Overall, a reduction of the combined business tax rate would improve Germany’s competitive tax position in Europe. On average, European countries levied a corporate income tax rate of circa 21–22% in 2024.
Offering tax incentives or deductions/tax credits for R&D could encourage innovation and investment in new technologies and practices, propelling economic growth in Germany. Offering tailored support and tax concessions for small and medium-sized enterprises could additionally stimulate innovation and employment, vital for Germany’s economic resilience. Lastly, designing tax policies that target emerging sectors (such as technology and digital services) could encourage growth and adaptation in the rapidly changing economy.
10. How are issues surrounding the taxation of the digital economy affecting your work?
The taxation of the digital economy has become an increasingly important topic in Germany, reflecting broader global conversations about how traditional tax frameworks apply to digital business models.
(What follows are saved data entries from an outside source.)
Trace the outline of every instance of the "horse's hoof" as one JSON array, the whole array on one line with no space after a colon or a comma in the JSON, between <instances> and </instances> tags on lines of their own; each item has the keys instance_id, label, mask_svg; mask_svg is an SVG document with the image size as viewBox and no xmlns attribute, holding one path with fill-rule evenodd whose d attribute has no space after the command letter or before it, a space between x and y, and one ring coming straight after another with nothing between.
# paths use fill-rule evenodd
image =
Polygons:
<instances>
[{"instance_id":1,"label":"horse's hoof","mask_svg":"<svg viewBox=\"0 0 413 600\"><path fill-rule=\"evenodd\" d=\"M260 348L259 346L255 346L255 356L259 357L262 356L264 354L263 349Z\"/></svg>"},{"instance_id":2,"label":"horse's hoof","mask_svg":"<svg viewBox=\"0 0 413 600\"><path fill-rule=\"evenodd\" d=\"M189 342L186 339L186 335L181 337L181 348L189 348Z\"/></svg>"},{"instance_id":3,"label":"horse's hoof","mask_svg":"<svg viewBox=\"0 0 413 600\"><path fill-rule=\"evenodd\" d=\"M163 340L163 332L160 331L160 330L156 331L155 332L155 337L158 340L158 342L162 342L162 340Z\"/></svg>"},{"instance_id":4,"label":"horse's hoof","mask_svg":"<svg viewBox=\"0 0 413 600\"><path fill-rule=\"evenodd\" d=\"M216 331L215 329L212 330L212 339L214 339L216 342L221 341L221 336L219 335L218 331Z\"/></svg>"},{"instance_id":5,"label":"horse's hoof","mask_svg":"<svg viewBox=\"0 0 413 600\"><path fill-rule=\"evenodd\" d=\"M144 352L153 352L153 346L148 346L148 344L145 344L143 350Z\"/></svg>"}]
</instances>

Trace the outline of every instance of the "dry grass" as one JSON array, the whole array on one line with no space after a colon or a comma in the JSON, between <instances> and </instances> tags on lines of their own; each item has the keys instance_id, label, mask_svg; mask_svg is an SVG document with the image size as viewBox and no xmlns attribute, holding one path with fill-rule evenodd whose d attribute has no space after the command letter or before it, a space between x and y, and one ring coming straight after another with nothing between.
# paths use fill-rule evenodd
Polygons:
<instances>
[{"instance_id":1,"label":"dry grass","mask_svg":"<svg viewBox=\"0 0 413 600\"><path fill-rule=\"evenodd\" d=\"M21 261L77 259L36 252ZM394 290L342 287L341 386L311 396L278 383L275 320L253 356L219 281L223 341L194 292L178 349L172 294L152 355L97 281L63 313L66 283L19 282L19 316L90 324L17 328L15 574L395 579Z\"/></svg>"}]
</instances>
Since digital businesses could generate significant revenues in jurisdictions without corresponding physical operations, profit allocation and definition of tax base are key elements of our tax work. The concept of ‘significant economic presence’ is being considered in the context of determining where digital services should be taxed. Amongst others, this includes factors such as user engagement and data utilisation. Germany emphasises international cooperation to tackle the complexities of taxing the digital economy, advocating for multilateral solutions rather than unilateral actions to mitigate associated tax risks.
Tax issues are complicated by Germany’s strong data protection laws, which must be reconciled with tax data requirements. The balance between ensuring privacy and gathering the necessary information for effective tax compliance is an ongoing issue.
11. How would you describe the tax authorities’ approach in your region/jurisdiction?
The German tax system is known for its complexity, with numerous regulations, exemptions, and deductions that can be challenging for taxpayers to navigate. With that, Germany has a decentralised tax system, where tax authorities operate at both the federal and state levels. The Federal Central Tax Office (Bundeszentralamt für Steuern) oversees international tax aspects, in particular, while local tax offices handle tax administration for individuals and businesses.
With that, German tax authorities prioritise compliance and expect taxpayers to fulfil their obligations accurately and on time. They employ a range of measures to enforce tax laws, including audits, assessments, and penalties for non-compliance, whilst increasingly adopting digital technologies to streamline processes and enhance transparency.
The German tax authorities are actively involved in international tax matters, including initiatives aimed at combating tax evasion and promoting tax compliance on a global scale. This includes participating in OECD initiatives and collaborating with other countries on tax matters.